Le cœur du sujet ne se résume pas à un chiffre sur une étiquette. Il s’agit plutôt de savoir comment ce fromage s’intègre dans un repas, avec quels nutriments l’associer, et ce que cela change pour la santé à moyen terme. Un Français sur cinq présente un excès de mauvais cholestérol, souvent lié à une hygiène de vie globalement déséquilibrée.

Dans ce contexte, le fromage devient facilement un coupable idéal alors qu’un regard plus fin montre que certains profils, comme le Chamois d’Or, peuvent trouver leur place dans une assiette riche en légumes, en fibres et en activité physique à côté. L’enjeu n’est pas de bannir le fromage, mais de l’apprivoiser.

En bref

  • Chamois d’Or et cholestérol ne sont pas incompatibles si les portions restent modestes et le reste du repas bien pensé.
  • Ce fromage contient relativement peu de graisses pour une portion de 30 g par rapport à d’autres, ce qui le rend intéressant dans une optique de prévention cardiovasculaire.
  • L’association avec des aliments riches en fibres (crudités, légumes, légumineuses) limite l’absorption du cholestérol au niveau intestinal.
  • La fréquence et le contexte de consommation comptent autant que le choix du fromage lui-même dans un régime alimentaire orienté santé.
  • Un suivi médical reste nécessaire en cas de cholestérol élevé, le fromage n’étant qu’un élément parmi d’autres dans l’alimentation globale.

Chamois d’Or, fromage et cholestérol : ce que l’on sait vraiment aujourd’hui

Imaginez une assiette du soir avec une belle tranche de pain, quelques tomates cerises, un peu de Chamois d’Or et une poignée de noix. Beaucoup de personnes avec un bilan sanguin un peu chargé se demandent si cette assiette est une bombe pour leur cholestérol ou une façon raisonnable de garder du plaisir.

Chamois d'Or, fromage et cholestérol : ce que l’on sait vraiment aujourd’hui — assiette de fromage Chamois d'Or avec pain

La réponse dépend de ce que fait le reste de la journée, mais aussi de la nature du fromage choisi. Le Chamois d’Or a la réputation d’être plus léger que bien d’autres, ce qui intrigue à juste titre.

Ce fromage figure souvent parmi les fromages dits « maigres » ou relativement modérés en lipides par portion.

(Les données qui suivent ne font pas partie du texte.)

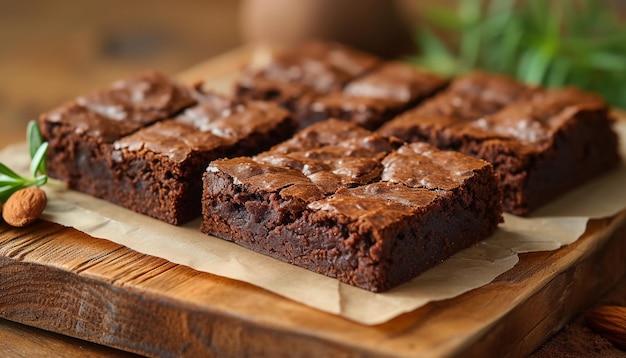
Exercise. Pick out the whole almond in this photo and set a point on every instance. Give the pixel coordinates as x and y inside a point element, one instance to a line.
<point>610,323</point>
<point>24,206</point>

Quand on parle de 3 g de graisses environ pour 30 g, on reste sur un niveau nettement inférieur à celui d’un comté bien affiné ou d’un camembert généreux. Cela ne veut pas dire qu’il devient un aliment « sans impact », mais plutôt qu’il peut s’insérer dans un programme orienté prévention des maladies cardiovasculaires sans faire tout dérailler.

Les recommandations actuelles insistent surtout sur la part totale de lipides dans la journée. Pour limiter le risque d’athérosclérose, on vise souvent 30 à 35 % des apports caloriques sous forme de graisses, au lieu des 40 à 42 % qui restent fréquents. Les acides gras saturés des produits laitiers et des viandes grasses participent à la hausse du LDL, ce fameux « mauvais » cholestérol. L’idée n’est pas de les supprimer, mais de les réduire pour laisser plus de place aux graisses insaturées des huiles végétales, des poissons gras ou des oléagineux.

Dans ce cadre, un fromage comme le Chamois d’Or a deux atouts principaux. D’abord, il reste relativement modéré en lipides pour un fromage tendre, ce qui permet de garder une petite portion sans dépasser le quota quotidien. Ensuite, son goût assez doux et crémeux en fait un candidat simple à doser : 20 à 30 g suffisent à parfumer une tartine ou un gratin, sans donner l’impression de punition. C’est très différent d’un fromage tellement puissant qu’on a du mal à rester mesuré, ou au contraire si neutre qu’on en rajoute par réflexe.

Un autre point souvent oublié concerne la densité d’alimentation. Certains fromages sont très secs, riches en matière grasse et en sel sur un petit volume. D’autres, plus riches en eau, apportent moins de graisses à poids égal. Chamois d’Or se situe plutôt dans cette deuxième catégorie, un peu comme la mozzarella, la cancoillotte ou certains chèvres frais. Concrètement, cela veut dire qu’une portion raisonnable remplit l’assiette visuellement sans concentrer autant de lipides qu’un morceau de pâte dure.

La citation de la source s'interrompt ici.